Pero mi taller de lectura favorito, donde verdaderamente me forjé como futuro escritor, fue la inmensa biblioteca que había entonces en el parque de Calzada. Allí, desde los nueve años, leí avariciosa e indiscriminadamente todo lo que pude: clásicos y contemporáneos, españoles y extranjeros, prosas y versos. Incluso llegué a ser bibliotecario allí durante dos veranos, los del 76 y el 77. Dos largos veranos, rodeado de aquellos miles de volúmenes que constituyeron para mí, sin ninguna duda, las vacaciones más provechosas de toda mi vida.
Con esos precedentes, una vez terminado el bachillerato, mi inclinación literaria no ofrecía dudas, por eso no fue casual que eligiera la carrera de Filología Hispánica, que cursé primero en Ciudad Real y después en Madrid. Y como casi sin buscarlas también, con mucha naturalidad, vinieron las tertulias literarias, que me proporcionaron una imagen real y viva de la literatura y de los poetas. Tertulias como la del grupo “Guadiana”, que se reunía en la antigua cafetería Alarcos; o más tarde las míticas del Café Gijón en Madrid, o las de la Tertulia Hispanoamericana presidida por Rafael Montesinos.
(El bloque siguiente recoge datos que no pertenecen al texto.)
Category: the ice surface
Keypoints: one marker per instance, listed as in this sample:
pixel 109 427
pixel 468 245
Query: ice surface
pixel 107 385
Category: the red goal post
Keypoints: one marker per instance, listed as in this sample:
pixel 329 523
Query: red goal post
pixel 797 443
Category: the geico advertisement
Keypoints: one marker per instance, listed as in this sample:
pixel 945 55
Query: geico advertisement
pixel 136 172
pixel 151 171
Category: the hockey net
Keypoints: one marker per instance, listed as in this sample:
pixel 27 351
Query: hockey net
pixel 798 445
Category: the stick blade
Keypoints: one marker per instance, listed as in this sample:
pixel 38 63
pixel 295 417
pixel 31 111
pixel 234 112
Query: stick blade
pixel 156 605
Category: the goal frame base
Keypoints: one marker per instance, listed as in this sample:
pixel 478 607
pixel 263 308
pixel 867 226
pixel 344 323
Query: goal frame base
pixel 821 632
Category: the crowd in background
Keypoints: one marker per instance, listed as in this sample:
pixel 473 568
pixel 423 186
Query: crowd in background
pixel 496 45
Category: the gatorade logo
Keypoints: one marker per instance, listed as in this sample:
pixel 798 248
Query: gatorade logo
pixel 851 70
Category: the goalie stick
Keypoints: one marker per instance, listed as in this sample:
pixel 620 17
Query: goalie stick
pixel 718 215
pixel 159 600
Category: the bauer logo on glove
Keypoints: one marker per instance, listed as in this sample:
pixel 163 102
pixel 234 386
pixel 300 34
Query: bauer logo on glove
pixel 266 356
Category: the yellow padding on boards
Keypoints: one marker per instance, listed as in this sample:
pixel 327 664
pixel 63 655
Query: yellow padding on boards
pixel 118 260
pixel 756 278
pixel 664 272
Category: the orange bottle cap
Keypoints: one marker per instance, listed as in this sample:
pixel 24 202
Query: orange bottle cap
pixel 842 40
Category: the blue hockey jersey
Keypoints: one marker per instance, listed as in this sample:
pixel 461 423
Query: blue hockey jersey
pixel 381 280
También, como por azar, llegaron otras tertulias, encuentros poéticos y homenajes como los que, tras la muerte en 1987 de Gerardo Diego, organicé en Pozuelo de Alarcón a través del Aula Literaria que llevaba su nombre. Mientras tanto y poco a poco, se fueron convirtiendo en letra impresa algunos de mis primeros libros, y se habían hecho realidad, igualmente, algunos que otros premios. Para entonces, aunque no fuese demasiado consciente de ello, yo estaba ya metido de lleno en un mundo, el literario, donde me había quedado encerrado, sin saberlo, muchos años antes.
Fueron el desván de mi casa y aquella inmensa biblioteca de mi pueblo los escenarios donde nací y crecí literariamente. Fueron aquellos primeros poemas y aquellas dos novelas autógrafas escritas sobre el arca, lo que me hizo creer que el camino de la literatura era un destino lejano y soñado, pero posible. Y tal vez todo lo que he escrito o he publicado después haya sido sólo por fidelidad a esos orígenes, por mantener vivas las ilusiones o los sueños de aquel adolescente que fui.